Whisk: Helps to blend dry ingredients like flour, baking powder, baking soda, salt, and cinnamon.
Measuring cups: Essential for accurately measuring ingredients like bran cereal, milk, and flour.
Measuring spoons: Used to measure smaller quantities of ingredients, such as baking powder, baking soda, salt, and vanilla extract.
Spatula: Useful for mixing wet and dry ingredients together without overmixing.
Masher: Used to mash the ripe bananas into a smooth consistency.
Wire rack: Allows the muffins to cool evenly after baking.
Toothpick: Used to check if the muffins are fully baked by inserting it into the center of a muffin.

Banana Bran Muffins Recipe
Ingredients
Main Ingredients
- 1 cup bran cereal
- 1 cup milk
- 1 cup mashed ripe bananas about 2-3 bananas
- ¼ cup vegetable oil
- 1 large egg
- ½ cup brown sugar
- 1 teaspoon vanilla extract
- 1 cup all-purpose flour
- 1 teaspoon baking powder
- ½ teaspoon baking soda
- ½ teaspoon salt
- ½ teaspoon ground cinnamon
Instructions
- Preheat oven to 375°F (190°C).
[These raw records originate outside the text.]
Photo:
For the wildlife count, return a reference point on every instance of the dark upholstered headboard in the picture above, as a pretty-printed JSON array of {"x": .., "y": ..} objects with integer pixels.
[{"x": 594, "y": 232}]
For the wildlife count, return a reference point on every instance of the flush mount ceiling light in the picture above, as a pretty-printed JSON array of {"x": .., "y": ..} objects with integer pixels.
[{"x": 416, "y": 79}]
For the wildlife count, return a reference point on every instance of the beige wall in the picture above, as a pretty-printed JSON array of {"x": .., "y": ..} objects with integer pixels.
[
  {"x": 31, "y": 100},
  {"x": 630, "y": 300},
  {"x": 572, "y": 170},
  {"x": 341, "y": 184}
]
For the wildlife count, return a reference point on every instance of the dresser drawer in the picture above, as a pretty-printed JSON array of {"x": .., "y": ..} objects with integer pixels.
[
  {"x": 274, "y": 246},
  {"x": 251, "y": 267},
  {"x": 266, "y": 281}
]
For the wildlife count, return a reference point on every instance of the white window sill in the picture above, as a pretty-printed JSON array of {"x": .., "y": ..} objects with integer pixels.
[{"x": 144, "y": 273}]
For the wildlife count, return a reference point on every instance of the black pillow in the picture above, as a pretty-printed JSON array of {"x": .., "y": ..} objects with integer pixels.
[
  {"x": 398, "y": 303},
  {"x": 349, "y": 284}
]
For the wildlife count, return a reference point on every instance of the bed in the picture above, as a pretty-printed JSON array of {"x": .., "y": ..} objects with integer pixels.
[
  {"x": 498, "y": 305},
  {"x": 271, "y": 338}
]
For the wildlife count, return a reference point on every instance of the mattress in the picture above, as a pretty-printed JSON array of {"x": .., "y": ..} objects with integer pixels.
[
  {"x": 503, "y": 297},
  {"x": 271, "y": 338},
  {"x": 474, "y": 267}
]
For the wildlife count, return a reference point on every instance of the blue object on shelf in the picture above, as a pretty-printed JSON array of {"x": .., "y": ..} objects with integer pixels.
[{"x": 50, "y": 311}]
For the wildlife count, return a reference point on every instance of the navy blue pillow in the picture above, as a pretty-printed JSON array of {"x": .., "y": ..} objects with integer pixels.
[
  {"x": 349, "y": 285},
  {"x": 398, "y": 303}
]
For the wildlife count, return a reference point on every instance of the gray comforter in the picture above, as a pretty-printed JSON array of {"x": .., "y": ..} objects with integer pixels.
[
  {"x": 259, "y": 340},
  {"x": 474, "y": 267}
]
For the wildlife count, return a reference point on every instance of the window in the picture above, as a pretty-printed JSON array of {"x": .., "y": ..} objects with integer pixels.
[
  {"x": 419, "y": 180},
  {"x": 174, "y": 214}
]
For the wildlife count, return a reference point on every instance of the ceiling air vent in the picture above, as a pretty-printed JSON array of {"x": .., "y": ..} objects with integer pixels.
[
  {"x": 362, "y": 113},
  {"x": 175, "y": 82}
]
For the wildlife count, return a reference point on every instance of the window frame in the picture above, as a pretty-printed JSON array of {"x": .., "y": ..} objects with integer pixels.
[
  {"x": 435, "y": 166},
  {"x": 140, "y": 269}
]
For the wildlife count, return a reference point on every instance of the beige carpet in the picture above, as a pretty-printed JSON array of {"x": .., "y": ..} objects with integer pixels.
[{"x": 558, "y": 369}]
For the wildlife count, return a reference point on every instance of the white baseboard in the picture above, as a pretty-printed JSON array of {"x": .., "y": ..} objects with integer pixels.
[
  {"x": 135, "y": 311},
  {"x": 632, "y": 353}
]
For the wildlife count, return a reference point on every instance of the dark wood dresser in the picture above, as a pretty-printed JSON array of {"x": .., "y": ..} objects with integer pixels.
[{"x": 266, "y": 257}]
Grease or line a muffin tin.
- In a bowl, combine bran cereal and milk. Let sit for 5 minutes.
- In another bowl, mix mashed bananas, oil, egg, brown sugar, and vanilla.
- Add the bran mixture to the banana mixture.
- In a separate bowl, whisk together flour, baking powder, baking soda, salt, and cinnamon.
- Add dry ingredients to wet ingredients, mixing until just combined.
- Spoon batter into muffin tin, filling each cup about ⅔ full.
- Bake for 18-20 minutes or until a toothpick inserted into the center comes out clean.
- Let cool in the tin for 5 minutes, then transfer to a wire rack to cool completely.